Ecosystem diversity & the Internet
I was an interdisciplinary studies major in college. Instead of looking at the world from one discipline’s perspective, I was taught to pull together the methods and insights from multiple disciplines when studying something or trying to solve a problem.
Over the last couple years, I’ve been learning about ecology. And, of course, in the back of my mind, I’m always wondering how ecological principles might apply in other domains.
Ecosystem health requires diversity
One of the things I’ve learned from ecology is that ecosystem health requires diversity. In fact, one way you can measure the health of an ecosystem is by counting the number of relationships among all the organisms in the system.
Imagine all the living things (plants, animals, fungi, microorganisms) in an ecosystem. Then imagine strings going from each organism to all the things it benefits from. The wolf benefits from the deer it eats. The deer benefits from the tree it eats from. Microorganisms in the soil benefit from the deer’s droppings.

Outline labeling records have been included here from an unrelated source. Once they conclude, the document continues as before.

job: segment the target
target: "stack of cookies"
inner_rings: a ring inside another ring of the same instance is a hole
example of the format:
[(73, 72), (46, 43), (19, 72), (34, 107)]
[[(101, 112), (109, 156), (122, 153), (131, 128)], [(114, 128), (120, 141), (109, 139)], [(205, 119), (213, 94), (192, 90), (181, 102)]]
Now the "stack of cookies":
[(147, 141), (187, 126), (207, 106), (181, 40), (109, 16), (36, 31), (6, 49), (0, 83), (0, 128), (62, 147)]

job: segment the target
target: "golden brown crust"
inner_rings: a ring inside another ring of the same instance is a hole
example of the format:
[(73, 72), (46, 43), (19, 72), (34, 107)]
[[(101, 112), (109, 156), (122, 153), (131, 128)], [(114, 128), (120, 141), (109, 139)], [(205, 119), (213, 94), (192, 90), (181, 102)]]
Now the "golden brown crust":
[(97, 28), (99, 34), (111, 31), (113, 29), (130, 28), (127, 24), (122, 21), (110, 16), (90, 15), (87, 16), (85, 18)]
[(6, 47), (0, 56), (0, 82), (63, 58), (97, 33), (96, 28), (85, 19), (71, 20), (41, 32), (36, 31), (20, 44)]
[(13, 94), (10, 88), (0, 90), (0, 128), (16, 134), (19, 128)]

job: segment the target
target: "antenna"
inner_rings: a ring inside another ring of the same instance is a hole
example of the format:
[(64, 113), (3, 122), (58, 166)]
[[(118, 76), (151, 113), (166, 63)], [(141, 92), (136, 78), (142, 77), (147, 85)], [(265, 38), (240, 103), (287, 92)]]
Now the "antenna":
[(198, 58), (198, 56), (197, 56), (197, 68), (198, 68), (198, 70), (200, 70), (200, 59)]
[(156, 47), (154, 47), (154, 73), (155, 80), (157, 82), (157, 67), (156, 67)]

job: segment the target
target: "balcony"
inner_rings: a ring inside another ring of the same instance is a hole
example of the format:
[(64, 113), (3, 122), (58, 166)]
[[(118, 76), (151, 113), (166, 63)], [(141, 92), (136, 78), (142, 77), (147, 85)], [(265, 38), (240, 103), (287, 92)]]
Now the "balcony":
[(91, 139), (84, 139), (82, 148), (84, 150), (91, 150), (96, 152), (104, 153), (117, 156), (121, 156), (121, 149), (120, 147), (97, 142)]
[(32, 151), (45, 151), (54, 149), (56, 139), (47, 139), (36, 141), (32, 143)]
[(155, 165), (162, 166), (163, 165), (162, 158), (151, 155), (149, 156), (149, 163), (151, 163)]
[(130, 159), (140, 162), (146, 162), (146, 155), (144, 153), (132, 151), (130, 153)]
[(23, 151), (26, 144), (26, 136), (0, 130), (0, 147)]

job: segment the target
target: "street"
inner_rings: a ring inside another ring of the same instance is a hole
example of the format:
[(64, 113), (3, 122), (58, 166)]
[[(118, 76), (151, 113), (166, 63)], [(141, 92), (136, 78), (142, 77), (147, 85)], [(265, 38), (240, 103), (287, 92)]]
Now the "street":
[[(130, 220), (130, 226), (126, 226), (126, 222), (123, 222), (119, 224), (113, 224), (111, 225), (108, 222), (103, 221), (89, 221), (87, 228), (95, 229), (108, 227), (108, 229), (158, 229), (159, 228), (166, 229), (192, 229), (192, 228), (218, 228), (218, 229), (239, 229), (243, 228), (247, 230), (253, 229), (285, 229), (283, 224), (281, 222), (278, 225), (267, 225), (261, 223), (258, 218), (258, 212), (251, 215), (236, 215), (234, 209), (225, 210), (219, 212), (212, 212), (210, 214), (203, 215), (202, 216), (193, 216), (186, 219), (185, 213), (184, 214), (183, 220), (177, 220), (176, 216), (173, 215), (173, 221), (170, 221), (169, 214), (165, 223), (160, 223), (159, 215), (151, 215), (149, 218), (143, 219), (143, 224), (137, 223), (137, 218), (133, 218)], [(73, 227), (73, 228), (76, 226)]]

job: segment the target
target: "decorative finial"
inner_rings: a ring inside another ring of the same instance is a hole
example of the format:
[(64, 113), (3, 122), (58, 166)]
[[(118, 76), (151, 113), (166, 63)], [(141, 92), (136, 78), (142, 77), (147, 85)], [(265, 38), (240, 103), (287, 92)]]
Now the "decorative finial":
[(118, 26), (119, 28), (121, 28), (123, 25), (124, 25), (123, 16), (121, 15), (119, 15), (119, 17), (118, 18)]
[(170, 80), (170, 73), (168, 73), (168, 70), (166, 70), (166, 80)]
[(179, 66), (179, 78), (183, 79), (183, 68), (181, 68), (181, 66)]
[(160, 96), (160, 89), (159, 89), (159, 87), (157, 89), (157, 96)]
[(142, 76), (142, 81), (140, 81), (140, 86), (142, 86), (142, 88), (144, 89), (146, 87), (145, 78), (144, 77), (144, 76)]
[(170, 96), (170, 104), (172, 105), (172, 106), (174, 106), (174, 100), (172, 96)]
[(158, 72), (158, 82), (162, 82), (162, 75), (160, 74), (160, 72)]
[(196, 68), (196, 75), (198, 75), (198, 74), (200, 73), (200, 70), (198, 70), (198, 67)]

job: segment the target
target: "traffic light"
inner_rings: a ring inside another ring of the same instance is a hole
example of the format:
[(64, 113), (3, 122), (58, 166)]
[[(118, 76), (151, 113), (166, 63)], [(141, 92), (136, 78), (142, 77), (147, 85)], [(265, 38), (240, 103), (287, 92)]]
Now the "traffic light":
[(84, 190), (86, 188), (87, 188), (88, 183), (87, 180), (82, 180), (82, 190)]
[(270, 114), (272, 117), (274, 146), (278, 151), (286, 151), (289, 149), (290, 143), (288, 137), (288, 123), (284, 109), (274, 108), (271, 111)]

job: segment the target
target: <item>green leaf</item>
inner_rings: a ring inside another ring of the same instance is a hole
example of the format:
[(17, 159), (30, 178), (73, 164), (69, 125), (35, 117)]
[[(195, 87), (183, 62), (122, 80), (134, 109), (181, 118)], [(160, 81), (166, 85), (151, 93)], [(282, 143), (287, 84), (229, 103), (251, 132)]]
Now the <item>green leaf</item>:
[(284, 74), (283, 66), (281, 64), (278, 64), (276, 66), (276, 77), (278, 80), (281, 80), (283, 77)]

Plants and trees benefit from the microorganisms processing of deer’s droppings, making nutrients accessible to them. Fungi benefit from living on the roots of plants. And on and on.
When you’re done, you end up with a tangled web of strings, tying all parts of the ecosystem together. The more different kinds of organisms, the more potential niches that can be filled in the system, the more redundancy in those niches, and the more relationships that can be formed. Filled roles and redundancy in those roles protects the ecosystem from threats.
Let’s say you have a forest dominated by one kind of tree, and that tree is invaded by a pest that spreads through the population, killing most of them. Because of a lack of diversity in trees, there’s a loss of habitat for the animals that made there homes in and near those trees, there’s a loss of leaf canopy for shade-loving plants growing beneath those trees. Suddenly, it’s not just that species of tree that’s under threat. All the other organisms that benefited from that tree are now under pressure.
If the forest was not dominated by a single kind of tree, but contained many different species, the pressure from that pest invasion would be significantly less, and the risk to the whole ecosystem would be minimal.
How this relates to the Internet
Last week, I was reading Jeff Atwood’s post, Given Enough Money, All Bugs Are Shallow. He reflects on the Heartbleed SSL vulnerability:
The Heartbleed SSL vulnerability was a turning point for Linus’s Law, a catastrophic exploit based on a severe bug in open source software. How catastrophic? It affected about 18% of all the HTTPS websites in the world, and allowed attackers to view all traffic to these websites, unencrypted… for two years.
One of his suggestions for the short term was, “create more alternatives to OpenSSL for ecosystem diversity.” More alternatives to OpenSSL would not have removed the vulnerability from OpenSSL, but it would have reduced the risk to the whole system. A threat to OpenSSL would only pressure those who were using OpenSSL. And, as soon as that threat was realized, that population using OpenSSL could have migrated to an unthreatened alternative.
Natural ecosystems are threatened by pest invasions, weather events, and physical catastrophes. The threats to the Internet as an ecosystem are economic, political, and criminal.
Heartbleed represented a weakness in OpenSSL exposed to a criminal threat. Economic threats come from software projects that lose funding or that can’t find a path to profitability. Political threats come from policy decisions that impact the security and privacy of software systems.
Diversity doesn’t mean that a system can’t be damaged. It means that damage, when it happens, is limited in scope. And that those reliant on the damaged component aren’t fully compromised, because they have other alternatives to fall back on. Ecosystem health doesn’t mean that all organisms in the system are healthy, just that there is enough diversity that threats can be absorbed without causing the whole system to fall apart.
If the Internet is like an ecosystem, then diversity in software isn’t just a short-term solution, it’s one of our primary strategies.